Umbilical hernias are most typically caused by a weakness in the wall of the abdomen near the bellybutton or navel. This weakness often allows a portion of the intestine to protrude. In most cases, weakness is caused by the failure of abdominal muscles in that area to form completely. In most cases, and umbilical hernia may heal on its own within a few years, and are most commonly treated for cosmetic reasons, but only after the child has reached four years of age.
Inguinal hernias are more prevalent in boys than girls. The majority of hernias in children are classified as inguinal hernias. The prevalence among boys is due to weakness in the inguinal canal in the groin, which is the passageway through which the testicle descends into the scrotum. A bulge in the groin area is the most common sign of an inguinal hernia, and is more serious than an umbilical hernia because it can cause twisting or constriction of a portion of intestine, which may lead to a blockage or alternately, tissue death.
In most cases, a doctor or pediatrician will determine the presence of an inguinal hernia. An inguinal hernia may be repaired through open surgery, during which a small incision is made and the herniated tissue is pushed back into its proper position and stitched. In some cases, a patch of synthetic material may be placed over the gap in the inguinal or abdominal wall in order to provide a type of scaffolding over which the scar tissue is allowed to grow. This will help strengthen the weakened muscle tissues.

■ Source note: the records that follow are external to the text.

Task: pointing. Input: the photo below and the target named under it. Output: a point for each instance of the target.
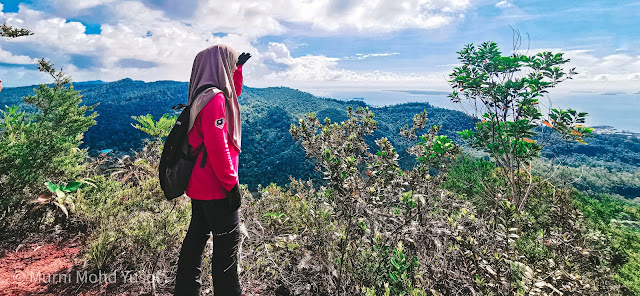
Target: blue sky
(339, 44)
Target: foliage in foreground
(41, 146)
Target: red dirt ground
(38, 269)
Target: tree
(158, 129)
(43, 145)
(503, 93)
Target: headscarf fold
(213, 67)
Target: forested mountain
(269, 152)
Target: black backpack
(176, 161)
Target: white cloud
(362, 56)
(257, 18)
(309, 69)
(504, 4)
(9, 58)
(142, 35)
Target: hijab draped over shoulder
(213, 67)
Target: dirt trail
(38, 269)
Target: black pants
(210, 216)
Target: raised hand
(243, 58)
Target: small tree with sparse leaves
(503, 94)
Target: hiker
(213, 186)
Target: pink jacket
(221, 169)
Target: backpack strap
(203, 162)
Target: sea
(618, 111)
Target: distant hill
(267, 113)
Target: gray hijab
(213, 72)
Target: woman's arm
(237, 80)
(214, 130)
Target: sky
(319, 44)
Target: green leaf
(52, 187)
(71, 187)
(59, 193)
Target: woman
(216, 83)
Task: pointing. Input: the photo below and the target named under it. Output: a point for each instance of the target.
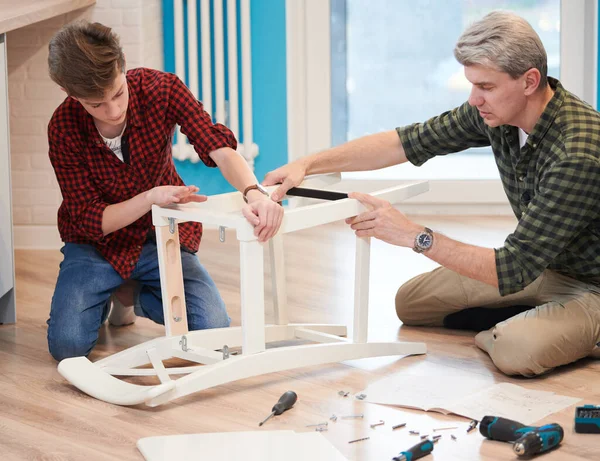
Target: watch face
(262, 189)
(424, 240)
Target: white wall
(33, 98)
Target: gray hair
(505, 41)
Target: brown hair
(85, 59)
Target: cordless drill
(528, 440)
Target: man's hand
(264, 214)
(167, 195)
(290, 175)
(383, 222)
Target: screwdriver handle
(285, 402)
(502, 429)
(418, 451)
(542, 439)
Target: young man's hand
(290, 175)
(167, 195)
(264, 214)
(383, 222)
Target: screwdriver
(416, 452)
(543, 439)
(285, 402)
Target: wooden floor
(42, 417)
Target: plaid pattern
(552, 184)
(91, 177)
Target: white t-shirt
(115, 144)
(522, 138)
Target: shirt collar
(133, 108)
(550, 112)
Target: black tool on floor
(316, 193)
(539, 441)
(418, 451)
(285, 402)
(542, 438)
(587, 419)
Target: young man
(110, 146)
(536, 300)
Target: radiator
(224, 111)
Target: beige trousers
(563, 327)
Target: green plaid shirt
(552, 184)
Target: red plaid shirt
(91, 176)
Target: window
(392, 64)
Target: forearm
(371, 152)
(122, 214)
(469, 260)
(234, 168)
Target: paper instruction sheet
(236, 446)
(472, 398)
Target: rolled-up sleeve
(452, 131)
(185, 110)
(80, 197)
(565, 204)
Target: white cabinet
(7, 273)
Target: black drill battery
(587, 419)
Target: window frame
(308, 49)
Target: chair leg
(171, 279)
(278, 280)
(361, 290)
(252, 278)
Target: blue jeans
(86, 280)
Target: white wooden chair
(206, 347)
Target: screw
(359, 440)
(320, 424)
(472, 425)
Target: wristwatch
(258, 187)
(423, 241)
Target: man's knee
(406, 304)
(65, 344)
(520, 354)
(210, 315)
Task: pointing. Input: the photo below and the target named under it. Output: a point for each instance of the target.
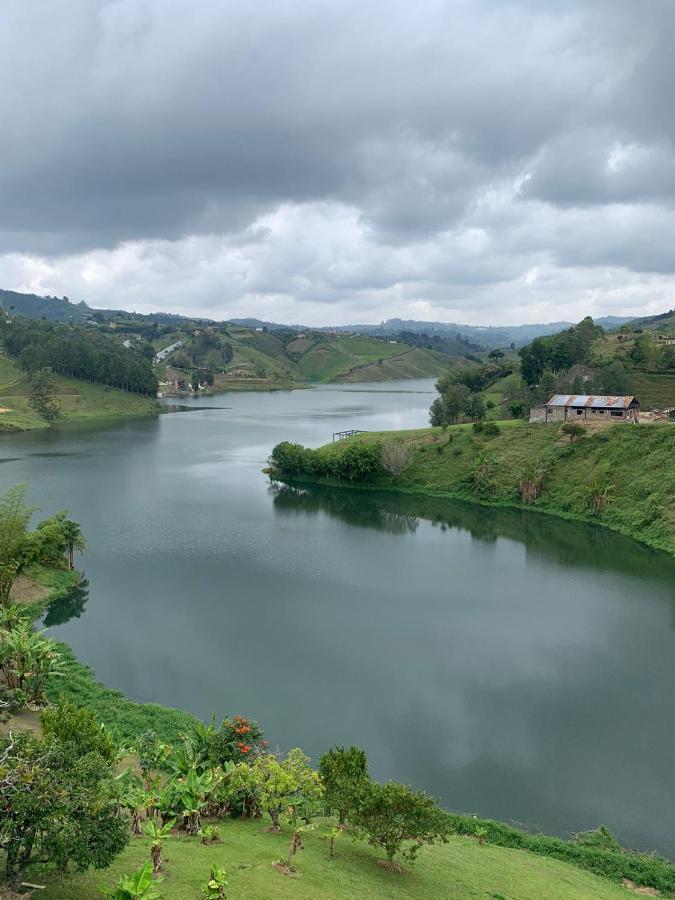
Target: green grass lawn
(80, 401)
(459, 870)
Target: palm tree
(72, 538)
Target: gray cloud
(473, 159)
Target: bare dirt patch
(643, 891)
(285, 870)
(391, 866)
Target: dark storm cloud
(333, 153)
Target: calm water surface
(510, 664)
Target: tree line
(77, 352)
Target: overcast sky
(480, 161)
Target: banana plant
(189, 794)
(157, 834)
(138, 886)
(214, 888)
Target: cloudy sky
(481, 161)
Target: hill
(55, 309)
(487, 336)
(619, 477)
(79, 401)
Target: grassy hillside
(242, 357)
(631, 469)
(79, 400)
(461, 870)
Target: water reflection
(572, 544)
(69, 606)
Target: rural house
(587, 408)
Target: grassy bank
(461, 870)
(128, 719)
(631, 468)
(80, 401)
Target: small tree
(57, 806)
(395, 458)
(475, 408)
(399, 820)
(42, 395)
(344, 774)
(483, 474)
(573, 430)
(280, 784)
(28, 661)
(17, 546)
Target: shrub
(138, 886)
(531, 481)
(344, 774)
(79, 729)
(395, 458)
(399, 820)
(214, 888)
(598, 495)
(483, 474)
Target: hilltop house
(587, 408)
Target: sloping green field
(459, 870)
(79, 401)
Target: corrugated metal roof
(590, 400)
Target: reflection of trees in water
(346, 505)
(572, 544)
(69, 606)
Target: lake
(511, 664)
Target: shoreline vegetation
(619, 477)
(170, 747)
(477, 854)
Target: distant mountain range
(60, 309)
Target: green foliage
(344, 774)
(58, 806)
(483, 474)
(17, 547)
(42, 395)
(531, 481)
(78, 352)
(558, 352)
(28, 661)
(79, 729)
(279, 785)
(399, 820)
(599, 494)
(395, 457)
(214, 888)
(138, 886)
(355, 461)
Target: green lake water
(510, 664)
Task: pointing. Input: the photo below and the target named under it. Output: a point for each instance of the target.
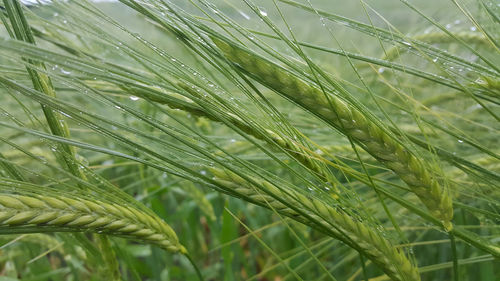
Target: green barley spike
(338, 223)
(351, 122)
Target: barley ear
(352, 123)
(336, 222)
(53, 213)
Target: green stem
(365, 274)
(454, 257)
(196, 269)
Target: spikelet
(338, 223)
(352, 123)
(62, 213)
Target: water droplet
(244, 15)
(65, 72)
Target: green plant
(270, 151)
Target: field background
(227, 237)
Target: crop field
(264, 140)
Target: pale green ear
(61, 211)
(354, 124)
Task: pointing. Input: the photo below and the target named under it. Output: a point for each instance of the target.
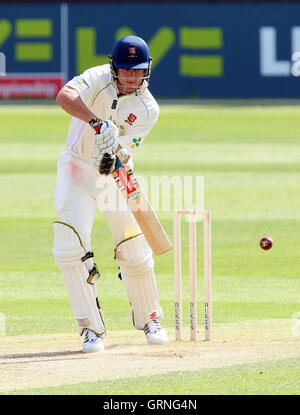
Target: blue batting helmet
(131, 52)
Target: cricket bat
(141, 209)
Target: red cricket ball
(266, 243)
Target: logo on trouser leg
(153, 315)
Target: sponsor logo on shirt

The most common approach to inguinal hernia repair is through laparoscopic surgery, a technique where the surgeon makes three very small incisions in the abdomen. The abdominal cavity is then inflated with carbon dioxide to provide a better viewing area. Laparoscopic tools, including a small video camera, enable to surgeon to view the area on a monitor in the surgical suite. The distended intestinal section or organ is pushed back into place and a patch is stapled over the incision or opening through which the hernia protruded.
If an umbilical hernia does need to be surgically repaired, an incision is made beneath the bellybutton, and may sometimes extend through the peritoneum in order to open a cavity.
The hernia is located and return to the abdominal cavity and the opening closed. A piece of abdominal muscle will then be pulled over the defect. If needed, the opening is also covered with a mesh type substance for additional support. Then, the incision is closed over the mesh.
A pediatrician, position, or surgeon performing any type of hernia surgery should be board certified under medical specialties and have ample experience with repair of numerous types of hernia. This goes for surgeons specializing in laparoscopic procedures or those who specialize in hernia repair.